Logan would do what he did. He’d investigate him, maybe send a text or make a call to his father, who had some questionable connections, and he’d relay to me what he was told by the people who knew the answers. This would either happen over this phone call or later this weekend. After that, Logan would want to make up a plan on how to “handle” this guy because in Logan’s family, that was what they did.
They handled their adversaries.
That wasn’t my first response, but I’d been inducted enough into their family to go with the flow. Usually.
Not this time, though. This time, it felt different.
I felt different.
I didn’t know what was happening, but something was.
It was crawling under my skin, slowly coming up and covering my whole body.
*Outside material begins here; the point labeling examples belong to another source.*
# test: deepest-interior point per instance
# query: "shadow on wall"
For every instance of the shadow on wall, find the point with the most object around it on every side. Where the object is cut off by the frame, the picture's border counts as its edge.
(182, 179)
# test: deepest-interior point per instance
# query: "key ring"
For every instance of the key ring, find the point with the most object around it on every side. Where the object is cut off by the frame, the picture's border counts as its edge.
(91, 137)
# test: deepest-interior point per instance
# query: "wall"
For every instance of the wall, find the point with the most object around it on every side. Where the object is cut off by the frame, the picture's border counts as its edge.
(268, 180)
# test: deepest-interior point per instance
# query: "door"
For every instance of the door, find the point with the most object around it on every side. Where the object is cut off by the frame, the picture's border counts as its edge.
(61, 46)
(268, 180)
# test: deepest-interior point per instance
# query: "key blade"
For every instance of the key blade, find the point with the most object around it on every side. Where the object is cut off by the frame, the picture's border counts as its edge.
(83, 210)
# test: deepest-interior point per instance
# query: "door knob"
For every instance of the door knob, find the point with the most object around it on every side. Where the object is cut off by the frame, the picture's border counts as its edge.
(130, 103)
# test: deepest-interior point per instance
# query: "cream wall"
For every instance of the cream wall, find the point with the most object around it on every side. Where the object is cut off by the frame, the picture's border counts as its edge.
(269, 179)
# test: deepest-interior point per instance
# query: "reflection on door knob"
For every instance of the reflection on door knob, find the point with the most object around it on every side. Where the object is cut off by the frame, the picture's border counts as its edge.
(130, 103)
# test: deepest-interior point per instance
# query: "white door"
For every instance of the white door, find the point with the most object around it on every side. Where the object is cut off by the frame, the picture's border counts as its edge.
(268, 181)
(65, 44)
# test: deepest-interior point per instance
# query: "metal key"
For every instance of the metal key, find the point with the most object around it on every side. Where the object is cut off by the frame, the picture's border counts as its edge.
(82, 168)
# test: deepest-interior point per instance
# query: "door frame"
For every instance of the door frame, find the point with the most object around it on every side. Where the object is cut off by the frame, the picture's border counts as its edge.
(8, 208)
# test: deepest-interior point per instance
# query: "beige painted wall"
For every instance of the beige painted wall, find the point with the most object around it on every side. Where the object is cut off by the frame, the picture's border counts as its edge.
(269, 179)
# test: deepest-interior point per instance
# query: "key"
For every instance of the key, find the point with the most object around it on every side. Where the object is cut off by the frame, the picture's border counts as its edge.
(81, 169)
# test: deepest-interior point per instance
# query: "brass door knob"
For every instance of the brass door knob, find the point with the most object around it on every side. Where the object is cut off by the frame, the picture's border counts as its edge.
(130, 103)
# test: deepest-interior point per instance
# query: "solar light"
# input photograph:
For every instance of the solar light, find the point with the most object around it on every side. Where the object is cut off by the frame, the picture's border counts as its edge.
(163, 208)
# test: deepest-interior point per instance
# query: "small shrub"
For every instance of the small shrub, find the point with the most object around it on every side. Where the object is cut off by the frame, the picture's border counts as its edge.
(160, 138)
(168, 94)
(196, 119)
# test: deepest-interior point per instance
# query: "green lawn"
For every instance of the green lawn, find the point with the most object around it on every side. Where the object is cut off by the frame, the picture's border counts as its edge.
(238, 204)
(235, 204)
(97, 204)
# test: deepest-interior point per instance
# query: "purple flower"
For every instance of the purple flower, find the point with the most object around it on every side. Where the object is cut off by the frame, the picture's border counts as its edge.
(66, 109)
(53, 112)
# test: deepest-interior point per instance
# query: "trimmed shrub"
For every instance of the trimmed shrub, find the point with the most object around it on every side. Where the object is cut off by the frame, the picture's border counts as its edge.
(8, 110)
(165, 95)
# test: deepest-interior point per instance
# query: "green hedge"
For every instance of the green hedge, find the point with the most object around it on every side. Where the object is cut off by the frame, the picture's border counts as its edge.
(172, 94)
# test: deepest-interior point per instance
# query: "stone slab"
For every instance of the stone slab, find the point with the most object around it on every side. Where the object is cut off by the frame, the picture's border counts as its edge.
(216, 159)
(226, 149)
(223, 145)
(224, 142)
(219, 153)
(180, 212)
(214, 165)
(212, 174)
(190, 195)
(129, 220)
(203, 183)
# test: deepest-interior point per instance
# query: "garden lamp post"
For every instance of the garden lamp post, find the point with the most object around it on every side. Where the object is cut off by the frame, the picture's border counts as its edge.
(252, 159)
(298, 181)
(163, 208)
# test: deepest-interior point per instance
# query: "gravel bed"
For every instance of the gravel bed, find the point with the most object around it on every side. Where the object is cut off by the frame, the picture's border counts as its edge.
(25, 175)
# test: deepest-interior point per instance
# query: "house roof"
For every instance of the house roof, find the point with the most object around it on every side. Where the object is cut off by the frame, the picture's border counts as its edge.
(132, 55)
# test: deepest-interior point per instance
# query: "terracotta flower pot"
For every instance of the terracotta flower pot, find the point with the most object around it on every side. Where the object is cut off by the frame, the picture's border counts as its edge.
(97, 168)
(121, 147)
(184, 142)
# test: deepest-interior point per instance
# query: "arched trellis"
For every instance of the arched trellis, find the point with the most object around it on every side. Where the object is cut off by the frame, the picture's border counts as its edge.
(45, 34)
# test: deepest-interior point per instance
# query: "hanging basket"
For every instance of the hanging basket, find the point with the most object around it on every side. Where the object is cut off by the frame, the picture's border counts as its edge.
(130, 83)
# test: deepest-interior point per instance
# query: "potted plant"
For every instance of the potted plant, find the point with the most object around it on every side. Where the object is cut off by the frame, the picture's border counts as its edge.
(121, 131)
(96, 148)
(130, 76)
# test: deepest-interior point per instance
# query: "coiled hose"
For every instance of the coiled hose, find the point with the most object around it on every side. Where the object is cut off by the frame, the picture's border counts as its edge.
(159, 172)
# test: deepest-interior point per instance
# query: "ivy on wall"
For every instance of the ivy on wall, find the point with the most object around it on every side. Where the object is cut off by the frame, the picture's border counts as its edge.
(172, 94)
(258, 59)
It was like a weird awareness that I had no control over and couldn’t stop, and it was annoying the shit out of me.
Tucking the phone into the crook of my head and shoulder, I went to the minibar and poured myself a glass of brandy. I carried it out onto the wraparound balcony, where one side looked out over Seattle, and the other had a view of the water.
I loved Seattle.
I loved Boston and Fallen Crest, but Seattle was different. It felt different, or maybe it was just me. Maybe I was different here?
I loved it in a way I didn’t love the other places.
Logan was speaking in my ear.
“Yeah?” I had the glass in my one hand and grabbed the phone in my other one, hitting the button so it was now on speaker. I needed to feel free for some reason, and keeping a phone pressed to my ear couldn’t give me that sensation.
“You okay? I’ve been talking for the past three minutes, and you haven’t said a word.”